A auditoria questiona a racionalidade da opção que foi tomada com base num estudo preliminar — ao qual o Tribunal de Contas não teve acesso — de uma consultora então pouco conhecida com sede em Lisboa, cuja versão final só ficou concluída já depois de finalizada a decisão.  “Todas as evidências recolhidas apontam no sentido de que a opção inicial pelo Airbus A330-200 foi uma decisão estratégica errada, tecnicamente não sustentada e sem racionalidade gestionária, suscitando-se dúvidas sobre as razões subjacentes a esta operação, em consequência da qual a Sata Internacional — Azores Airines, registou perdas na ordem de 42,2 milhões de euros, dos quais 21,6 milhões de euros entre 2016 e 2019”.

Isto porque passados apenas quatro meses da entrada em operação do novo A 330— 200 para realizar as rotas de longo curso para o Canadá, a assembleia gera da SATA Internacional aprovou em 2016 (e já com outro presidente) uma proposta de revisão do plano de negócios aprovado para 2015/2020, “revertendo a estratégia anteriormente delineada para a renovação da frota”. Também a execução desta medida suscitou reparos do TdC já que apesar da decisão adotada em julho de 2016, a aeronave manteve-se em linha até novembro de 2018 “e esteve ociosa até junho de 2020, quando se concluiu o respetivo processo de phase-out, na sequência do acordo estabelecido para a cessação antecipada do respetivo contrato de locação, mediante o pagamento ao locador de uma indemnização na ordem dos 20,4 milhões de euros”.

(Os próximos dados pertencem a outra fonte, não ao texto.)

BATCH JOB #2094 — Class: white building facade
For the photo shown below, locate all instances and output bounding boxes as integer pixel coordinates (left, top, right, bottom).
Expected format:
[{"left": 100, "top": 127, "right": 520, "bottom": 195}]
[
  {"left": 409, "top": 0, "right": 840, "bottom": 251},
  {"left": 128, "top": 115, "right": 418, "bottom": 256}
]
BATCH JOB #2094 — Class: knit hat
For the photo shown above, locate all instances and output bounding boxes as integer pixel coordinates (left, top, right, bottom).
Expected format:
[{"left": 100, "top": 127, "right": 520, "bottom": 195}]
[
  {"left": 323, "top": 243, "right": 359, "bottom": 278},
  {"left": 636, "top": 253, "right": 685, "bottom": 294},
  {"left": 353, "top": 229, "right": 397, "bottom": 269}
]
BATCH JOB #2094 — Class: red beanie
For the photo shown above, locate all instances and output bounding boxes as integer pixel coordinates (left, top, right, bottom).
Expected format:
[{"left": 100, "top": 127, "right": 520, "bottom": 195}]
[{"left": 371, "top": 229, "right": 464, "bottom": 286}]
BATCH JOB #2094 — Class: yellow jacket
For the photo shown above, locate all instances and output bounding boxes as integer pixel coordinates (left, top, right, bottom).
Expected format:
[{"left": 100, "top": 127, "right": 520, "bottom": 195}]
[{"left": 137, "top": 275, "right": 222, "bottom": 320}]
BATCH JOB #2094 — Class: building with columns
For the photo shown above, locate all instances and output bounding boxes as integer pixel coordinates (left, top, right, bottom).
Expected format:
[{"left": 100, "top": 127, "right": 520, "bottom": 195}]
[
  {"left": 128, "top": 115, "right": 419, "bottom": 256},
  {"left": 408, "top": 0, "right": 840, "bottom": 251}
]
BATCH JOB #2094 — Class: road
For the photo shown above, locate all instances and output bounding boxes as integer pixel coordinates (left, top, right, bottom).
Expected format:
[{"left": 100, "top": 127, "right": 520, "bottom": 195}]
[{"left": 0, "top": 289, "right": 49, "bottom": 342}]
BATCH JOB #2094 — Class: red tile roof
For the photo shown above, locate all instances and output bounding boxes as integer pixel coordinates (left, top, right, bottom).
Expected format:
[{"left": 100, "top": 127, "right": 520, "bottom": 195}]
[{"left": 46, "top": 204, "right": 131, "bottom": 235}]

Bruxelas aprova 453 milhões para a SATA e encerra investigação a ajuda de Estado

Este episódio contribuiu para a degradação da situação financeira e patrimonial da Sata Internacional. O Tribunal considera que foi manifesta a incapacidade de gerar recursos através das operações, o que resultou no agravamento do desequilíbrio operacional e do endividamento (que aumentou 243,6 milhões de euros entre 2013 e 2019), sobretudo a partir de 2017. E foi esse quadro de operação deficitária que determinou o desequilíbrio operacional de cariz estrutural do grupo SATA que entre 2013 e 2019, acumulou perdas de 260 milhões de euros, dos quais 233,4 milhões foram geradas pelo Sata Internacional — Azores Airlines, empresa que terá de ser vendida, de acordo com o plano de reestruturação aprovado pela Comissão Europeia em junho de 2022.